At COP27 in November 2022, Evercity presented the first collaboration result - carbon forward tokens on Hedera. These digital contracts on the future delivery of carbon credits will provide an ex-ante financing mechanism for carbon projects. Actions of all stakeholders and transactions are recorded in a transparent and immutable database to prevent fraud. Self-executing smart contracts allow automation of the distribution and delivery of carbon forwards. Public Ledgers also provide additional liquidity opportunities, opening access to high-quality carbon credits to market participants that otherwise would be forced to use traditional methods such as OTC transactions, which oftentimes create adverse incentives by providing a large portion of the value to middlemen rather than projects doing the work to combat climate change.
“Opportunities to keep carbon out of the atmosphere are all around us. But they require capital, and must deliver real climate benefit at scale to succeed.” Said Joseph Pallant, Founder & Executive Director at Blockchain for Climate, and Director of Climate Innovation at Ecotrust Canada. “I’m excited about the launch of Evercity’s Carbon Forwards platform on Hedera, as we can now connect real projects with capital and demand, enabling project developers to implement their project and complete the offset standards and issuance process.
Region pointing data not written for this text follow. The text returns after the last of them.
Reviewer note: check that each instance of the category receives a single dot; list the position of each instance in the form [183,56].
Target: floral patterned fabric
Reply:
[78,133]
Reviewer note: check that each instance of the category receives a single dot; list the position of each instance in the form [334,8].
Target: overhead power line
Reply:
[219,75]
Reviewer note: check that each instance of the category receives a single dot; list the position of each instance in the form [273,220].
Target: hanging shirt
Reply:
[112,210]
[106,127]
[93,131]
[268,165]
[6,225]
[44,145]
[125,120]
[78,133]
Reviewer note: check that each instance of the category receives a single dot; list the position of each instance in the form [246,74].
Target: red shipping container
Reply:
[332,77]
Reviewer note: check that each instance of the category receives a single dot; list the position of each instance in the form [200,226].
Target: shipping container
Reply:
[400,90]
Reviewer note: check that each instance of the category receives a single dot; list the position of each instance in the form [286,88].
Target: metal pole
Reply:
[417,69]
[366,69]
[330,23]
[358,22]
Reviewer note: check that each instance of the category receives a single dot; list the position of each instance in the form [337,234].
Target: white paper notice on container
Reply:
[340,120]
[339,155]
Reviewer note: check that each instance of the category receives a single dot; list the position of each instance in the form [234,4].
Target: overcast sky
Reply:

As demand for climate action grows, secure delivery of early-project carbon finance is often a stumbling block to achieving emission reductions & removals targets. With Evercity’s Carbon Forwards platform, leveraging Hedera’s Guardian, we are focused on clearing that pinch point, and getting society on a quicker path to addressing the climate crisis.”
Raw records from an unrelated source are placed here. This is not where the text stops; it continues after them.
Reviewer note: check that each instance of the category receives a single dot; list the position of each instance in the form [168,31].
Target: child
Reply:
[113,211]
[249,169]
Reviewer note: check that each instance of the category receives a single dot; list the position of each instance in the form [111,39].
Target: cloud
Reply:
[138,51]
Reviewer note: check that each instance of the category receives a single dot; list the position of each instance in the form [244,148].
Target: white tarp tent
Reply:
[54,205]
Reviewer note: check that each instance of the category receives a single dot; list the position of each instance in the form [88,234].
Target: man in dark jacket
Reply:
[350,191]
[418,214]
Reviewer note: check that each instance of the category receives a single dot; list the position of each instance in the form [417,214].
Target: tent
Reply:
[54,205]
Based on research by HSBC, Bank of International Settlements and European Investment Bank, digitization of green bonds is expected to bring many benefits to the market, including 10x cost reduction, faster settlements and coupon payments, additional transparency and single source of truth on the interest rate. The Evercity platform will also implement best market practices on digital bonds and allow issuance of both green and sustainability-linked instruments.
“I have been along supporter Evercity because they are bridging key innovative elements that need to be integrated in order to scale climate finance in developing countries. ” Said Katherine Foster, Executive director, Green Digital Finance Alliance and Evercity advisor. “This is to a large extent enabled by co-founders’ Alexey’s and LIza’s unique experience that combines both sustainability and web3 expertise as well as their engagements with international institutions and partners from across the globe.
Last but not least, Evercity will enable integration between green bonds and carbon forwards based on the ideas presented by Massamba Thioye, Manager, Sustainable Development Mechanism Program at United Nations Framework Convention on Climate Change (UNFCCC).
The key idea is that if buyers of the green bond can also receive tradable carbon credits generated by the financed project, they will have additional incentive to pay the premium for the green bond. Also, integration of carbon credit and green bond markets will make carbon credits more attractive for investors. This major innovation will help to make both carbon credits and the green bond markets more accessible to SMEs in developing and developed countries.
“The development and implementation of a methodological framework requires a digital platform, with the combination of IoT, DLT, digital methodologies, AI and smart contracts for the management of the data value chain.” Said Massamba, “The work Evercity is doing can be very much relevant to the UNFCCC secretariat work.”